One on it's way but on behalf of this forum as he is a member here. :mischief::mischief::mischief:


----------



## deep (Mar 13, 2009)

Jenady said:


> Ron don't forget,
> 
> Robusto-Jenady (delivery declined by Robusto)


Wait, Wait, Wait....Who would decline a delivery from JENADY!!!????:shock::dunno:

This guy must not be part of this forum


----------



## Ducrider (Feb 4, 2010)

Declined? /boggle. That musta been the thread that was deleted over there that I missed.


----------



## thegoldenmackid (Mar 16, 2010)

NVM. Please delete. I crossed a line, shouldn't have posted that.


----------



## kRaZe15 (Jan 25, 2010)

jim those smokes may be sent back as ash. and i thought i was kraze


----------



## PunchMan6 (Feb 14, 2010)

wtf??? what the hell is this thread about?? sorry for my ignorance!!!


----------



## shuckins (Jun 24, 2009)

PunchMan6 said:


> wtf??? what the hell is this thread about?? sorry for my ignorance!!!


check this thread:
http://www.cigarforums.net/forums/vb/cigar-bombs/271954-crazy-brits.html


----------



## LeeNub (Jul 21, 2010)

Smelvis hit me good style , preparations are in place for retaliation though my friend.


----------



## Emdee (Jun 16, 2010)

looks like the Allies are no more


----------



## PoohBore (Oct 15, 2009)

To pinch a quote from another Cigar lover.

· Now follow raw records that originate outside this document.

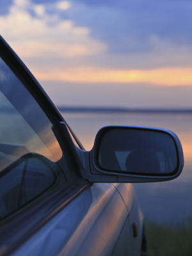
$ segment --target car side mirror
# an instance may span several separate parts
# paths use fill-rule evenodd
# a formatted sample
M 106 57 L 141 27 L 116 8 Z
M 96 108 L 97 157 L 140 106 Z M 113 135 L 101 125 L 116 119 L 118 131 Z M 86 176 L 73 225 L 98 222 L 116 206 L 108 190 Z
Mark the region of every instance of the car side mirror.
M 102 174 L 115 175 L 116 182 L 168 180 L 179 176 L 184 166 L 181 143 L 174 132 L 144 127 L 102 128 L 90 161 L 90 173 L 100 177 L 100 182 Z

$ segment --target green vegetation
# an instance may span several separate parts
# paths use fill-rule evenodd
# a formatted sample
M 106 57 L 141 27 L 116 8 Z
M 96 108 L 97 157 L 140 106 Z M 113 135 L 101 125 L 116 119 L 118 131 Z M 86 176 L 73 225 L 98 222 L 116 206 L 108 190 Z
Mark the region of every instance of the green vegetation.
M 192 217 L 170 224 L 145 221 L 150 256 L 191 256 Z

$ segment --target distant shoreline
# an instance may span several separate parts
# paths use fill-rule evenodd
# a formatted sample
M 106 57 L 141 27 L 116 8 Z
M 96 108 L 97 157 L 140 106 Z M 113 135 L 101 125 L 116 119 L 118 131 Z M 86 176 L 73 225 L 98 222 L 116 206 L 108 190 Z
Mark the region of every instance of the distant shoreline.
M 156 114 L 192 114 L 192 109 L 150 109 L 150 108 L 138 108 L 131 109 L 125 108 L 113 108 L 113 107 L 67 107 L 58 106 L 61 112 L 68 113 L 156 113 Z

"We shall defend our island, whatever the cost may be, we shall fight on the beaches, we shall fight on the landing grounds, we shall fight in the fields and in the streets, we shall fight in the hills; we shall never surrender."


----------



## Mante (Dec 25, 2009)

PoohBore said:


> To pinch a quote from another Cigar lover.
> 
> "We shall defend our island, whatever the cost may be, we shall fight on the beaches, we shall fight on the landing grounds, we shall fight in the fields and in the streets, we shall fight in the hills; we shall never surrender."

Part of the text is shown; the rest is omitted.